Before we find out the full details of the proposal, it’s hard to tell whether it will be an import tariff or a carbon border adjustment, which are two distinct policies. Therefore, it’s too early to determine the proposal’s potential impact on energy trade, or trade generally.
An import tariff is a tax levied by a government on imported goods. By design, an import tariff increases imported goods’ cost for domestic buyers and distorts trade flow in the affected sectors by discouraging imports.
A well-designed border adjustment mechanism ensures all goods consumed within a jurisdiction are taxed. It works by applying a tax on imports and a rebate on exports. Unlike a tariff, an ideal border adjustment mechanism is trade-neutral, which means it doesn’t encourage or discourage imports or exports. As the economist Alan Auerbach noted: “Unlike tariffs on imports or subsidies for exports, border adjustments are not trade policy. Instead, they are paired and equal adjustments that create a level tax playing field for domestic and overseas competition.”
Some scholars believe that a European “carbon border tax” might not take the form of a newly created tax despite the term “Carbon Border Tax” used by the President of the European Commission. Based on the current EU legal framework and earlier relevant policy proposals, this measure might extend the EU emissions trading system to include importers from selective sectors.
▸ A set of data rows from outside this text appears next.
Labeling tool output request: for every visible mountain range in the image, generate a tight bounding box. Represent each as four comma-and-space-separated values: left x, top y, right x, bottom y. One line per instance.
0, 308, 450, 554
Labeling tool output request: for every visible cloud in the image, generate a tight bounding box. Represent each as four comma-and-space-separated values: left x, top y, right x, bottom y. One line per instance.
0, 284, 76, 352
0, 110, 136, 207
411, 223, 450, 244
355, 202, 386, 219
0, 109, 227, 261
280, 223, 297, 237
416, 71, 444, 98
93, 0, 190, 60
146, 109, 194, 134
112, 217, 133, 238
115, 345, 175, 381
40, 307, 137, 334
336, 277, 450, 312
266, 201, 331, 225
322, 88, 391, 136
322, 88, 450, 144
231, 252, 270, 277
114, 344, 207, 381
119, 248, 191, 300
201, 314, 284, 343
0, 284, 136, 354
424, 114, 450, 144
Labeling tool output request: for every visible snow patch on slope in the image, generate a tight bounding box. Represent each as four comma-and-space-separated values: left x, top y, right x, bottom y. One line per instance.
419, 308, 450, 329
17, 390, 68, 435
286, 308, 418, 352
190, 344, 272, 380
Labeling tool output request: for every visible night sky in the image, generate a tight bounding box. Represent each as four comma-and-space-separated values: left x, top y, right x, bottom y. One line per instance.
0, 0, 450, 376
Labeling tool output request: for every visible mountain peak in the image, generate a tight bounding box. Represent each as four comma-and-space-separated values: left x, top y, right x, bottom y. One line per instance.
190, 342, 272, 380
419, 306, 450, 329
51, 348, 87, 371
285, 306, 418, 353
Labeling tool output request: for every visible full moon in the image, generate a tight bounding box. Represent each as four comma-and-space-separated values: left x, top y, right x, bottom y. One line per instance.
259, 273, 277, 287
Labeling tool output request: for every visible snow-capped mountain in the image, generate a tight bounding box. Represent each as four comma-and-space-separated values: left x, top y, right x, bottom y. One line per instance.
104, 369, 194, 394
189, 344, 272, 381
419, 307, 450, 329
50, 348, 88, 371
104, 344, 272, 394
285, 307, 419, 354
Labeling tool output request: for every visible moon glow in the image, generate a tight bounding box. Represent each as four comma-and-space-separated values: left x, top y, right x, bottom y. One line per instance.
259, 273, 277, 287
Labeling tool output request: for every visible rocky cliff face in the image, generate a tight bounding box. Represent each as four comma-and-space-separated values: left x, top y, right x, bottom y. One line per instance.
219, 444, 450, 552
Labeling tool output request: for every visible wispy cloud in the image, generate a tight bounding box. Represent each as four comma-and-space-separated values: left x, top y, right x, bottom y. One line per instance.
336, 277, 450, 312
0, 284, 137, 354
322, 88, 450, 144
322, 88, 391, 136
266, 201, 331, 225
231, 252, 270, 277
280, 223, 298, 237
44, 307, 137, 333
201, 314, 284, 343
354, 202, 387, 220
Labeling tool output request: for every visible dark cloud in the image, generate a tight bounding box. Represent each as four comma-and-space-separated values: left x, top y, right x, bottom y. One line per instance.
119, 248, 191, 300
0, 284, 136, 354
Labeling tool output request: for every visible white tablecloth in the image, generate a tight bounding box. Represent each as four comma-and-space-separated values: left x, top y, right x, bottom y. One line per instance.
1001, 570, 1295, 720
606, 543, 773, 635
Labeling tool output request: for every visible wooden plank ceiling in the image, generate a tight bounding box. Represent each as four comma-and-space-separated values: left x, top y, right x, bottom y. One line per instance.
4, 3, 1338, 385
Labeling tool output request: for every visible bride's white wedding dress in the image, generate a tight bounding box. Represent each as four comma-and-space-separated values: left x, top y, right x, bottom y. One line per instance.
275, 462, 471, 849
As Fannon mentioned, if the European carbon border tax were an import tariff, it would disrupt the trade flow for energy. However, if it were a border adjustment mechanism, it would likely not cause the same disruption. It will likely be a couple of years before the EU’s carbon border adjustment goes into effect, giving the U.S. time to step up its national effort to mitigate climate change. The U.S. could choose to continue its current patches of regulations or take an overdue step in implementing meaningful carbon prices. When the pandemic dissipates, and we are on track to economic recovery, starting with a modest carbon tax with a commitment to increasing the carbon tax rate over the long run would put us on the right path towards achieving meaningful carbon emission reduction.